Three days' worth of barley salad:
marjoram, sage, thyme, salt, pepper
dry vermouth for deglaze
Cook a cup or so of barley in a rice cooker or on the stovetop. Cook it exactly like rice. In fact, you could instead use rice, millet, quinoa, wheat berries, couscous, or bulgur wheat. Or I guess orzo. Barley is good, though.
While your grain cooks, make everything else. A hot grain salad of this type can take practically anything you throw at it, as long as those things go together. It can even take them if they don't quite go together, as in this case. I knew I wanted lots of chickpeas for protein, eggplant and mushroom for nice chewy business, and onion for onionitude. Then I needed to add something green. Normally I would want zucchini in something like this. Of course, we had no zucchini. We had the two pounds of frozen peas and a little bag of green beans. I dithered for a bit, then chose the green beans.
So. Warm olive oil in a sauté pan while you dice half a red onion. Throw the onion into the pan and let cook while you find the chickpeas in the refrigerator and chop up the eggplant and mushrooms. You can use as much of each of these as you prefer: add them to the pan, herbalize with some sage, marjoram, and thyme, and let cook on medium for about ten minutes, or until the eggplant and mushroom are both clearly becoming good and cooked.
While you're waiting, decide what green is most appropriate for your vegetables. Since I chose green beans, I cut them into tiny quarter-inch bits, then threw them into the pan for the last five minutes of cooking. Clearly something different would be required for, say, spinach (washing, destemming, chopping into bits small enough to melt appropriately), and you're certainly not going to chop up frozen peas. Do what makes sense.
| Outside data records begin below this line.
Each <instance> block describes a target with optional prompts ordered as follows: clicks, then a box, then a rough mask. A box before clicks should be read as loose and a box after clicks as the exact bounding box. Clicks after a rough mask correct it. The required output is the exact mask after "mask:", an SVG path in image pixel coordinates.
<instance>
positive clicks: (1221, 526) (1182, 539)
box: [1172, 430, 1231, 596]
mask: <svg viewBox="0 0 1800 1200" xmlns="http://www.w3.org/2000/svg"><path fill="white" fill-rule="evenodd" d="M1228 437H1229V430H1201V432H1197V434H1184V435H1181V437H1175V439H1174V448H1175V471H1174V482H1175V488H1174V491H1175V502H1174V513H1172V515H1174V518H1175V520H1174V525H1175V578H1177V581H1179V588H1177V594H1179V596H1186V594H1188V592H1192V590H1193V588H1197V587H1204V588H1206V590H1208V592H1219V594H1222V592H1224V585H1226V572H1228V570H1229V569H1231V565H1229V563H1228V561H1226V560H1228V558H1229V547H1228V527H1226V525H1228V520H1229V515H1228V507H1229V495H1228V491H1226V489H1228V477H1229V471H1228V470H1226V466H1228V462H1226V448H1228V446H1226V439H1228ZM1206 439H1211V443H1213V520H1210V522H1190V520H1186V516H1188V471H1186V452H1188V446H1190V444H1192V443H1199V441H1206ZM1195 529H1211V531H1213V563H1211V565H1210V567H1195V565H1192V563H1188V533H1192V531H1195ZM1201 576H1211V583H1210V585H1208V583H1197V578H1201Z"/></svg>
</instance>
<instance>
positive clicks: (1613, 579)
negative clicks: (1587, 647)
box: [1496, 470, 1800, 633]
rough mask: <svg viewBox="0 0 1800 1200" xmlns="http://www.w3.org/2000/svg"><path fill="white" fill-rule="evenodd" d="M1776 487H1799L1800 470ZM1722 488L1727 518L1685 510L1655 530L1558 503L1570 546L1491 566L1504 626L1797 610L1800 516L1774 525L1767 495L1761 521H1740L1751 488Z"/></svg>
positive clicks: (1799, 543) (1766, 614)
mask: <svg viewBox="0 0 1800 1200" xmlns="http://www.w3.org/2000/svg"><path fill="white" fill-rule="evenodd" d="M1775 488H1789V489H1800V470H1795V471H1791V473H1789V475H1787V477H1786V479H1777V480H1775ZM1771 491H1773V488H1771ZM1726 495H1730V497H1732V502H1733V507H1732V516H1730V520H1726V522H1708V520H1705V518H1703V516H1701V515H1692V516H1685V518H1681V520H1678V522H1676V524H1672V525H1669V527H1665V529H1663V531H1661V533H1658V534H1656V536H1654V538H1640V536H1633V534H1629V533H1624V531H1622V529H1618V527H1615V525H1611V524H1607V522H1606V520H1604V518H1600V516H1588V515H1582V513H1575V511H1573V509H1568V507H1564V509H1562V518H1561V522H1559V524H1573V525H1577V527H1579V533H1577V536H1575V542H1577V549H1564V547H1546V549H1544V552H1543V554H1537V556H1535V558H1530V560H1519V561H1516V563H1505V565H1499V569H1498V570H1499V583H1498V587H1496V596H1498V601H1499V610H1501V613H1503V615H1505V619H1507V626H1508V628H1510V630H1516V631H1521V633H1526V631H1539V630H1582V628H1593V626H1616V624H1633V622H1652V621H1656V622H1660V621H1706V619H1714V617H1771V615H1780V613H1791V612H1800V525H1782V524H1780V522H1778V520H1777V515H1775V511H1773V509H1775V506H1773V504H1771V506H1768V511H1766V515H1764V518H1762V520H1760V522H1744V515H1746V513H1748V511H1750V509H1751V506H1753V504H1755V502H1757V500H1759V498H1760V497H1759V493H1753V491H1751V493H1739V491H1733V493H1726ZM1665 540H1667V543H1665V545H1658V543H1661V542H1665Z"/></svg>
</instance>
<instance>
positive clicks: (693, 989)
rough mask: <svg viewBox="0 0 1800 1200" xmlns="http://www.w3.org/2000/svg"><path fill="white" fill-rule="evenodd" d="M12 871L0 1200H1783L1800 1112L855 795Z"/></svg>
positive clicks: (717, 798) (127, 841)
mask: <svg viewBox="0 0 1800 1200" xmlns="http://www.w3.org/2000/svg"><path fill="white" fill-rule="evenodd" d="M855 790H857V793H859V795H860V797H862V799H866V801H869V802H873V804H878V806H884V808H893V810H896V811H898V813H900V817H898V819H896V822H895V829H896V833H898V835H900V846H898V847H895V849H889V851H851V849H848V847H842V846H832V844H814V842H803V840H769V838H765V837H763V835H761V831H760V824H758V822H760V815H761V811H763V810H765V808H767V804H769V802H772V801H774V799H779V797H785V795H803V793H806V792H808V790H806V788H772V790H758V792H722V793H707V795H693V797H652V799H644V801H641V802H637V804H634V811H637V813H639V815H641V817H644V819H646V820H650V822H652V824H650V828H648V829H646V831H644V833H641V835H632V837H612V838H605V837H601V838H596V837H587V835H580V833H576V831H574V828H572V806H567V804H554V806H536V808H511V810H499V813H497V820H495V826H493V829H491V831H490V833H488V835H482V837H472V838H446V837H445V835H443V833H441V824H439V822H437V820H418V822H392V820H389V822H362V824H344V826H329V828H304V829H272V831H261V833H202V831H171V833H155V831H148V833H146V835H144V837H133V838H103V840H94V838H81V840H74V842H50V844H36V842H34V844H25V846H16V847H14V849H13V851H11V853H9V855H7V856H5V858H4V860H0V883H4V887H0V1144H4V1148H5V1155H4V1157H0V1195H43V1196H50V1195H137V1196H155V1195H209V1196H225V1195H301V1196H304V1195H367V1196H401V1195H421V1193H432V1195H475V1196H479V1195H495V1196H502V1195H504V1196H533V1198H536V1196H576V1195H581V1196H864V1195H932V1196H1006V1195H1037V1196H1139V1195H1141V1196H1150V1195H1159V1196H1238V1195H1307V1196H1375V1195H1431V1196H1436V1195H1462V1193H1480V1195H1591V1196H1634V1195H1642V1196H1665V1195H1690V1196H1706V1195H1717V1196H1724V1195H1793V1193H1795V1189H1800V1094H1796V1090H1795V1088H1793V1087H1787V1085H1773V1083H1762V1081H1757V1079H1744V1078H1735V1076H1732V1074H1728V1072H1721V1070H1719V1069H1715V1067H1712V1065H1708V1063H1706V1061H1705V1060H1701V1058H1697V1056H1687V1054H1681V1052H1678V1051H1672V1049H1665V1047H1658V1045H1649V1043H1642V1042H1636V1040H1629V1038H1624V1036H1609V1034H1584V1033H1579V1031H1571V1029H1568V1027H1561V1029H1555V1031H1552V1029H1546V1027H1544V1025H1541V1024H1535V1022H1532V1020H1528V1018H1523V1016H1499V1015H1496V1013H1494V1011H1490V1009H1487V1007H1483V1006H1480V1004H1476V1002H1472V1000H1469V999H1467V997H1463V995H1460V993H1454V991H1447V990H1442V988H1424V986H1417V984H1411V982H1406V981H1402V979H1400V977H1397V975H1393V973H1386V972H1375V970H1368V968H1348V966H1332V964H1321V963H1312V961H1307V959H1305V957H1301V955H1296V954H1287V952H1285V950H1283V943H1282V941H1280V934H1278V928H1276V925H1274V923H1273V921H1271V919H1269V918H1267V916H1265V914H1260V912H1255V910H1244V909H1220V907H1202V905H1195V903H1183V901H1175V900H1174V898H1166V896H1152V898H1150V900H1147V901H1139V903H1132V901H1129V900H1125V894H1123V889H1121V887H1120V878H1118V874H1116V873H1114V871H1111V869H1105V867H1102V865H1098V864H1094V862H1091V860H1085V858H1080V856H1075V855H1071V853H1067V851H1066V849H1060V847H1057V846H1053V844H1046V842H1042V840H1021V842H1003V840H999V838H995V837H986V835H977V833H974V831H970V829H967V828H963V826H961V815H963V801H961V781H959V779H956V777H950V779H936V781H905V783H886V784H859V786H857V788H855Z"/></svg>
When everything is about done, salt and pepper your vegetables. Pour a glug of vermouth into the pan and stir to deglaze any stuck bits. Then open the pan of grain, fluff it with a fork, and dump the whole thing into your pan of vegetables. Stir.
You have a delicious and happy salad. You can eat it right now.
You can also decide you don't want plain salad, but salad stuffed inside a pepper, or maybe a summer squash of some type, or a decent tomato if it happens to be summer. OK!
Salad stuffed in a pepper
red pepper or other stuffing vegetable
cheese if you want it
Cut a pepper in half, cut the seeds out of the middle, and fill with salad. If you want cheese, you can either mix it into the salad or layer it inside the pepper. I used mozzarella, which necessitated cubing; other cheeses may want to be shredded or crumbled. Make sure to get some cheese on top for ultimate crispy brownness. If you don't want cheese, some bread crumbs or chopped nuts on top will get similarly crispy.
Put the peppers in a 375F oven and bake for maybe 15 minutes, or until the pepper is cooked through and the cheese has melted and browned appropriately. You may have to do some broiling to achieve this last bit, but I didn't, and everything worked out fine.
Put your leftover salad in the refrigerator and wait for tomorrow.
Tomorrow maybe you don't want salad at all. Maybe you want soup. Do you have some frozen broth, or can you make a quick vegetable stock? Ok then.
Salad turned into soup
more of the salad
maybe some more pepper
I used a big chunk of frozen chicken broth. Chuck your broth in a pan, melt if necessary, and bring up to a good boil. Add as much salad as you want. I would make sure there is a substantial broth to salad proportion going on, since barley likes to suck up as much liquid as possible. Cover the pan, turn down the heat, and simmer for maybe five minutes, or until all the salady bits are good and hot. In the meantime, make toast.
Now put soup in a bowl, dip bits of toast into it, and eat it all.
If you have any salad left over after this, I can't help you.